Auditory Functions

This does not replace a hearing test. If you suspect your child has hearing loss, take them to be professionally tested. This test is to look for a weaker auditory process in one or both of the ears of a child with normal hearing auditory process.

 

Many times, a child with autism, learning disabilities, and behavioral disorders show a weaker audio processing in one side of the brain. This test is a modified Rinne test, as we are not looking of hearing conduction loss but trying to see which side of the brain is a little weaker receiving and processing sound.

Smiling boy standing with hand near his ear showing he's trying to hear

Testing for weakness

Stand behind the child. Hold the bottom of the tuning fork. Strike it on the palm of your hand and hold it a few inches from one ear. Have the child say “now“ when they can no longer hear the vibrating hum. Time how long it takes for the sound to stop on each ear. Conduct the test the same on both ears.

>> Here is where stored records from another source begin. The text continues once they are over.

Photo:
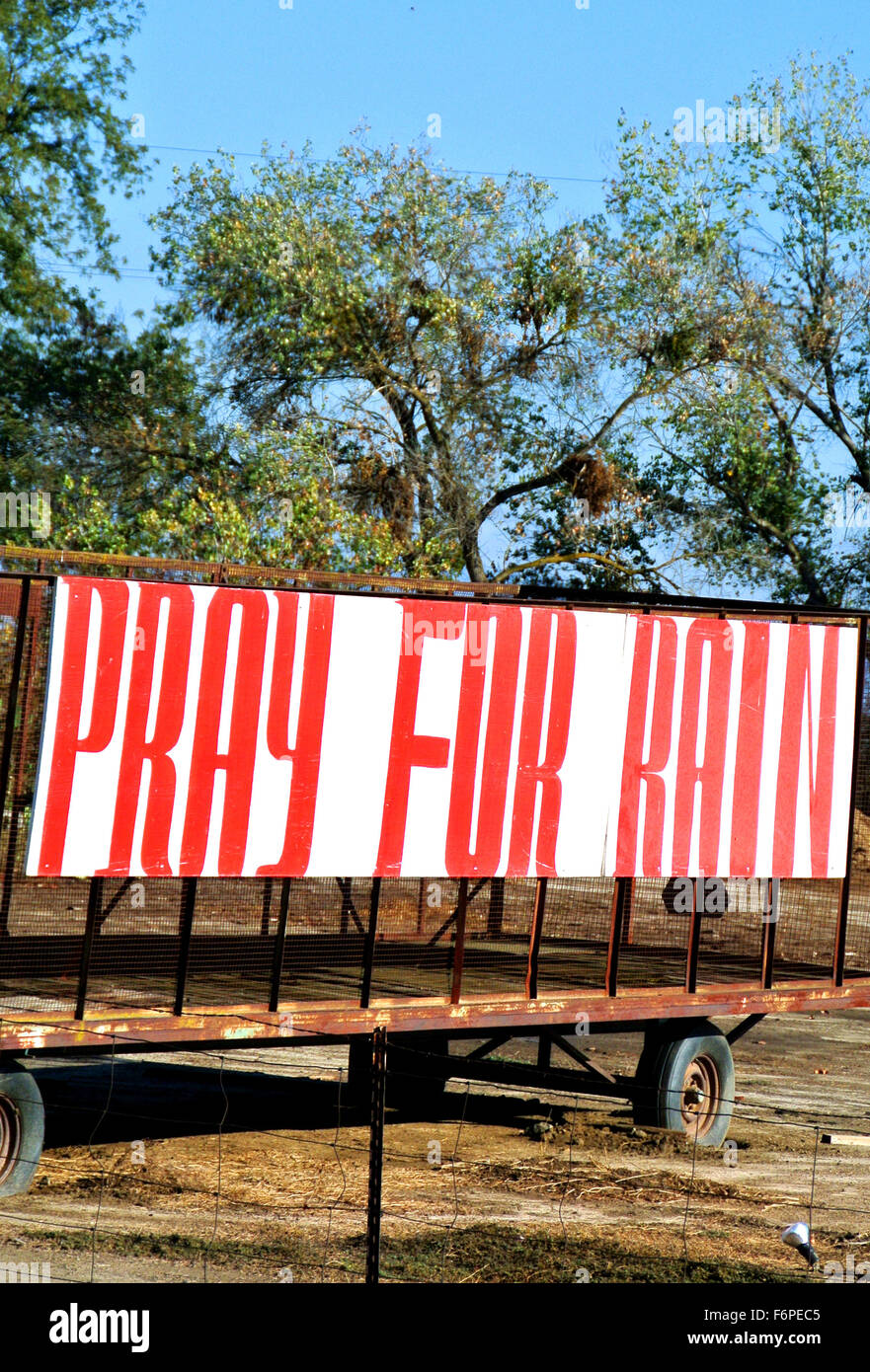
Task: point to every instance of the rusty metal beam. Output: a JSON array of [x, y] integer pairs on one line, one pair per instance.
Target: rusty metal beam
[[46, 1030]]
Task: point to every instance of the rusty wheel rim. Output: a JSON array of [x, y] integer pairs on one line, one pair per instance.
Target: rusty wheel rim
[[700, 1097], [10, 1136]]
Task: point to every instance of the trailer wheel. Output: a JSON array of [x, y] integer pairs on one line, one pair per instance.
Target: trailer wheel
[[686, 1082], [22, 1129]]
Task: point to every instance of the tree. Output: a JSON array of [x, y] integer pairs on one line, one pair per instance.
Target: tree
[[458, 361], [63, 144], [119, 435], [751, 464]]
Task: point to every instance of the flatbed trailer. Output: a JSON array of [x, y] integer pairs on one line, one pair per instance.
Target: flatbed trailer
[[115, 962]]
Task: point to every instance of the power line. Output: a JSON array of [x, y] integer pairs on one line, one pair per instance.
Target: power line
[[278, 157]]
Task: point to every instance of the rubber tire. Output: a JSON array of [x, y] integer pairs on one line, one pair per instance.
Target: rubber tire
[[662, 1069], [21, 1090]]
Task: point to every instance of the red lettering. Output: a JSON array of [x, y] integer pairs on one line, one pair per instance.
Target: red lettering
[[508, 625], [113, 598], [530, 773], [750, 742], [637, 770], [309, 731], [172, 695], [798, 696], [711, 773], [407, 748], [238, 762]]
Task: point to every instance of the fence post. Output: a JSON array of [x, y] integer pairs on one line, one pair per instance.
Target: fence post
[[376, 1156]]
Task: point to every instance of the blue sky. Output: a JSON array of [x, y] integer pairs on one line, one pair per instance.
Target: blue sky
[[527, 84]]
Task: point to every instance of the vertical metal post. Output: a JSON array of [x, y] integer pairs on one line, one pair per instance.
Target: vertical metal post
[[368, 955], [496, 913], [11, 704], [420, 904], [842, 913], [376, 1156], [620, 915], [458, 946], [186, 929], [11, 845], [95, 897], [694, 936], [277, 957], [768, 933], [534, 943], [267, 907]]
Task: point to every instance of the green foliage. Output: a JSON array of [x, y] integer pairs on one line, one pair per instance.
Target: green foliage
[[63, 144]]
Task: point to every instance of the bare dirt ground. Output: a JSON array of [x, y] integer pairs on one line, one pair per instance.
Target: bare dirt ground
[[253, 1167]]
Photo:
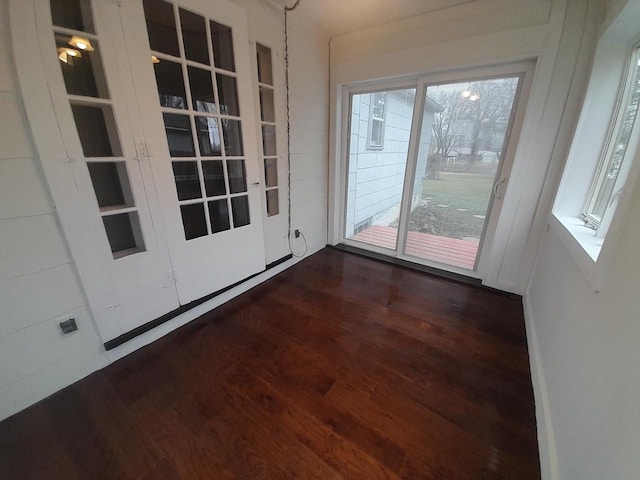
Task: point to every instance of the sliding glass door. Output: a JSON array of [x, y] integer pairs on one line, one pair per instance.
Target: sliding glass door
[[378, 151], [460, 151], [428, 165]]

If the sides differ in the time they can hear there is a weakness and you should use these exercises.

Shorter time on the right side = left hemispheric weakness

Shorter time on the left side = right hemispheric weakness

Exercises

One Ear Ninja Exercise:

A few times a week, put an earplug in the stronger ear so they are receiving stimulation only in the weaker ear. Try to work them up to keeping it in 30 minutes per day. Play music or talk with them during this time to stimulate their sense of hearing and processing sound in the weak side.

 

Tuning Fork Exercise:

  • Hold the bottom of the tuning fork and strike it on the palm of your hand. Hold it a few inches from the ear that was weaker until the sound stops for them. Do this 3 times.
  • Next, strike it on your palm again and touch the bottom of it to the bone behind the ear until they stop feeling the vibration. Do this 3 times.

Bone and air conduct sound. These two exercises stimulate both.

Perform these a few times a week for 2 months and see an improvement.